Les obsèques des 1380 marins – assassinés – ont lieu le 5 juillet, au cimetière de Mers El-Kébir, en présence du Maire, du Préfet et de l’Amiral Gensoul qui s’adressera une dernière fois à ses hommes en ces termes : « Vous aviez promis d’obéir à vos chefs, pour tout ce qu’ils vous commanderaient pour l’Honneur du Pavillon et la grandeur des armes de la France. Si, aujourd’hui, il y a une tache sur un pavillon, ce n’est certainement pas sur le nôtre. »
Mais le drame ne s’arrête pas là...


    Le 6 juillet 1940, à 6h30, par trois fois en vagues successives, des avions britanniques reviennent attaquer les navires encore indemnes notamment le Dunkerque, pourtant déjà immobilisé. Des torpilles frappent le navire ainsi que des bâtiments auxiliaires venus participer aux secours. Cette nouvelle attaque fera encore 205 tués et 250 blessés atteints gravement. Au total, la marine française déplore plus de 1585 morts ou disparus et plusieurs centaines de blessés dont la plupart gravement brûlés.
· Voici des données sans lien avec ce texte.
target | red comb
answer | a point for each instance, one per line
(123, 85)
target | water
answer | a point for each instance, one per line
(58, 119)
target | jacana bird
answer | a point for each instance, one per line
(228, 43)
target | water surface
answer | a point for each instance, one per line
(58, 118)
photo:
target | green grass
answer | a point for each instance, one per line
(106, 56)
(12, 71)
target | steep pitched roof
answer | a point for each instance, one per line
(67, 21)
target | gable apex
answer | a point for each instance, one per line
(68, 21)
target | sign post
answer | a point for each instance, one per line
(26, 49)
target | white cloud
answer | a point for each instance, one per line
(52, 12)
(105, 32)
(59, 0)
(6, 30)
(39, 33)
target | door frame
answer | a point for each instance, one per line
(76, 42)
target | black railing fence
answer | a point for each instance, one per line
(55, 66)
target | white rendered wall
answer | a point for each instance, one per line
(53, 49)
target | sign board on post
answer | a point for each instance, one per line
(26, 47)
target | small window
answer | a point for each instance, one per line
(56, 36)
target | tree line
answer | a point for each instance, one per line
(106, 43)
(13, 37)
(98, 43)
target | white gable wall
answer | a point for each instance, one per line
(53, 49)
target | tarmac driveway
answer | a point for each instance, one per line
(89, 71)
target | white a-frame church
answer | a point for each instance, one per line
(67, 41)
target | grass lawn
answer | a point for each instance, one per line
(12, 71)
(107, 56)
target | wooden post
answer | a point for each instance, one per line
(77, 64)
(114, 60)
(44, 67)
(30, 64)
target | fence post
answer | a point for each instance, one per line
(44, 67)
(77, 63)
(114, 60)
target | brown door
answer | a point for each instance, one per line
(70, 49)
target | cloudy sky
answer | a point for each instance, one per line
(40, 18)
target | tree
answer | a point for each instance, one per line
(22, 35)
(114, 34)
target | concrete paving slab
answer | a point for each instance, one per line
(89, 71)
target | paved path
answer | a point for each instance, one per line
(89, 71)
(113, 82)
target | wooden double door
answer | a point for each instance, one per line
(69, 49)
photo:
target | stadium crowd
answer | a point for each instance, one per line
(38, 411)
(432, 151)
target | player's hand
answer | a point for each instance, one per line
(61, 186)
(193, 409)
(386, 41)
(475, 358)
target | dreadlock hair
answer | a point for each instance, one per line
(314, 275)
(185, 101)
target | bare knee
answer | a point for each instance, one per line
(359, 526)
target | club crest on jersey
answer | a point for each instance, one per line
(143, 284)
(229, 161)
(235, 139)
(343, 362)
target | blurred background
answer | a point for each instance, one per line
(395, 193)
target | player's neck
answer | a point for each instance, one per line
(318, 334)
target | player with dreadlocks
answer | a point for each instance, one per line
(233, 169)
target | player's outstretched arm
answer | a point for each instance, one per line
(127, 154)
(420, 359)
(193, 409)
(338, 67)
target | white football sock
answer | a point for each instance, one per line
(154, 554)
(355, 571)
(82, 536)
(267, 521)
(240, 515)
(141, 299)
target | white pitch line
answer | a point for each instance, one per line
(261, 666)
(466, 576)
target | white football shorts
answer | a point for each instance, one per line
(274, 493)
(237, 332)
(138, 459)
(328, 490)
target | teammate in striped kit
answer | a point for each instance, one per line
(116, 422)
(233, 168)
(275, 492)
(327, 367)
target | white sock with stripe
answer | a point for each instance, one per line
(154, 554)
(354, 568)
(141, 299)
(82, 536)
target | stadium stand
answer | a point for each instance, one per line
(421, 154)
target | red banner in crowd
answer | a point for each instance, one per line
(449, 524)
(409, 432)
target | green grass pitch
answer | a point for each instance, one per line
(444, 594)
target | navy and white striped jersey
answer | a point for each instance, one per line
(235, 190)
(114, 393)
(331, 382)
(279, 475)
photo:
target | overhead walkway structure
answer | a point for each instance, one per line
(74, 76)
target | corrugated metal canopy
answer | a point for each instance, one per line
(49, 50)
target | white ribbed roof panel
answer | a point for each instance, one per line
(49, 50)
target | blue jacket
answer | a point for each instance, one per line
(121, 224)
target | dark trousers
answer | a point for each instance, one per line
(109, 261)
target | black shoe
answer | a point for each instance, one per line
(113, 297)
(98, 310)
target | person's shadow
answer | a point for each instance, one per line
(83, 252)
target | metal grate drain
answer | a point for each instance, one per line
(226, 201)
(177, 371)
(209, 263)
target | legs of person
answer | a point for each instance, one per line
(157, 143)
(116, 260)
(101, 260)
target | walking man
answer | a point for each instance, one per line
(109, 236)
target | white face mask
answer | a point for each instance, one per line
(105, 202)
    Ce qui est horrible, c’est que les marins anglais ont tué en une semaine plus de marins français que la Flotte allemande pendant toute la seconde guerre mondiale. Nous ne sommes pas loin des 2403 morts du drame de Pearl Harbor, l’un des grands événements de cette guerre puisqu’il décida de l’entrée en guerre des Etats-Unis d’Amérique. Mais les Japonais étaient leurs ennemis, les Anglais étaient nos alliés. C’est là un crime inqualifiable… impardonnable.
Le 8 juillet, De Gaulle, parlant au micro de la BBC, déclara :


« En vertu d’un engagement déshonorant, le gouvernement qui fut à Bordeaux avait consenti à livrer nos navires à la discrétion de l’ennemi… J’aime mieux savoir que le « Dunkerque » notre beau, notre cher, notre puissant « Dunkerque » échoué devant Mers El-Kébir, que de le voir un jour, monté par les Allemands, bombarder les ports anglais, ou bien Alger, Casablanca, Dakar. » … et pas le moindre mot de compassion envers les victimes de cette tragédie.


Pour la première fois se trouvait ainsi affirmée, dans la bouche même d’un général français, une contrevérité : Alger, Casablanca, Dakar, donc les clés de l’Empire, allaient être utilisées contre les alliés britanniques. Et comme il vouait une haine viscérale à « l’Empire » qu’il considérait comme « Pétainiste » et qu’il fallait absolument mettre au pas pour la réalisation future de ses desseins, il donna à la flotte britannique, le 23 septembre 1940, la consigne de bombarder Dakar. Ce fut l’échec. L’insuccès des Britanniques fit comprendre aux uns et aux autres qu’il était vain de vouloir détacher l’Empire français de la Métropole et que la poursuite des attaques servirait de prétexte à une intervention allemande.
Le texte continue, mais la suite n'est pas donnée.